Both cases preserve the user’s job — they get a useful response instead of a routing fault.

Files

  • knowledge-hub/scenarios/intent_classifier.yaml — the scenario YAML
  • worker/worker/graph/scenarios/prompts.pyintent_classifier_route + intent_classifier_disambiguate
  • worker/worker/graph/scenarios/orchestrator.py — tier-3 rule, chain loop, classifier-failure safety net (MAX_CHAIN_DEPTH, INTENT_CLASSIFIER_SCENARIO_ID, CLASSIFIER_FALLBACK_SCENARIO_ID)
  • worker/worker/graph/scenarios/runners.py — auto-populates output_parsed on JSON levels; promotes chosen_intent_route to state
  • worker/worker/graph/scenarios/state.pychained_intent_route, chain_reason, classifier_catalog fields on ScenarioState
  • apps/frontend/components/layout/footer/ask-user-enum-panel.tsx — the FE button-panel renderer

Configuration

Locked decisions (2026-05-18):
SettingValueWhere
Confidence threshold0.7intent_classifier.yaml when: clause on the classify → __end__ edge
Classifier-failure fallbackquick_qaorchestrator.CLASSIFIER_FALLBACK_SCENARIO_ID
Chain depth cap3orchestrator.MAX_CHAIN_DEPTH
Model tierfree-tier (Ollama / equivalent) with paid fallbackmodel_constraint: { allow: ["free:*"], fallback_outside_allow: true }

Future composition

Once chained_intent_route is a first-class field, scenarios chain arbitrarily.
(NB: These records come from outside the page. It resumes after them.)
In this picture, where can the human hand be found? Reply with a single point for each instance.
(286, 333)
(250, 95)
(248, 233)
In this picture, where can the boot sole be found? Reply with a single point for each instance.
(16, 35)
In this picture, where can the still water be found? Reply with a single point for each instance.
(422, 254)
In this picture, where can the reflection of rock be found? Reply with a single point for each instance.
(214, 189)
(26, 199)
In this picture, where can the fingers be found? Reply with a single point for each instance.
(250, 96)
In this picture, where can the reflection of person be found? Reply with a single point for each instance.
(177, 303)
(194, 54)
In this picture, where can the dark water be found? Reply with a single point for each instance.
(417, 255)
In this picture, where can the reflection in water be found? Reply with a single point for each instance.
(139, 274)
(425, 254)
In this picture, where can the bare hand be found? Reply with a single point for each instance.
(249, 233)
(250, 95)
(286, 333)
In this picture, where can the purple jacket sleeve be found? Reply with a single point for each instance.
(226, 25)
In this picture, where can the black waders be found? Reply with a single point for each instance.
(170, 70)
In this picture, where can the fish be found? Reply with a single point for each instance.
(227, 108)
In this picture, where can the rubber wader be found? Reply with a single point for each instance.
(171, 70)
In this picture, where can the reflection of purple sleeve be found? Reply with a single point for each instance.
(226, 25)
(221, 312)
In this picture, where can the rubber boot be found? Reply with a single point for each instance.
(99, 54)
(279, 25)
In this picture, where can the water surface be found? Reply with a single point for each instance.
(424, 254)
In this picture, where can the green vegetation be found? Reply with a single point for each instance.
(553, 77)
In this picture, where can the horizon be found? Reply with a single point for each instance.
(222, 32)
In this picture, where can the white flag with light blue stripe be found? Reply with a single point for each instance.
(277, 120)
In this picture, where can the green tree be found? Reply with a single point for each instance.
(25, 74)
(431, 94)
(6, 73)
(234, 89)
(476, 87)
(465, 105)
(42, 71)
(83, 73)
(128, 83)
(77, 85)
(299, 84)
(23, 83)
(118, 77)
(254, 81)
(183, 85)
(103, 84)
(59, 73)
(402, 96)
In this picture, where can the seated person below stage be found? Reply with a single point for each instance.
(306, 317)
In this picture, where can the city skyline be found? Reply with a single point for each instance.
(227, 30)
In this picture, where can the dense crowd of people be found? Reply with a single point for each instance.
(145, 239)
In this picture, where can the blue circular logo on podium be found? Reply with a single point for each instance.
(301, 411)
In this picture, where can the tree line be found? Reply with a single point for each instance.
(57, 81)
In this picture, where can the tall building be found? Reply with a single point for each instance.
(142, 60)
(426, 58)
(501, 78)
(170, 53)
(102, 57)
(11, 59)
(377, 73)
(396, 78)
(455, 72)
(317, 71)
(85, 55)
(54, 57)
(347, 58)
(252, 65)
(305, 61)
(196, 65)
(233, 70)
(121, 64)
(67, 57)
Examples this primitive unlocks:
  • incident_response — classify alert → fetch logs (aws_pulse-like) → diagnose (LLM) → propose fix → chain to github_pr_fix if the user approves.
  • monitoring_digest — aws_pulse + vercel_status + github_open_prs → synthesize a single morning brief.
  • ambient_oncall — long-running scenario that periodically chains to whichever specialist scenario the latest alert maps to.
The intent_classifier is the first instance; the infrastructure it needed (chain field + depth cap + scenario_chained event) is generic.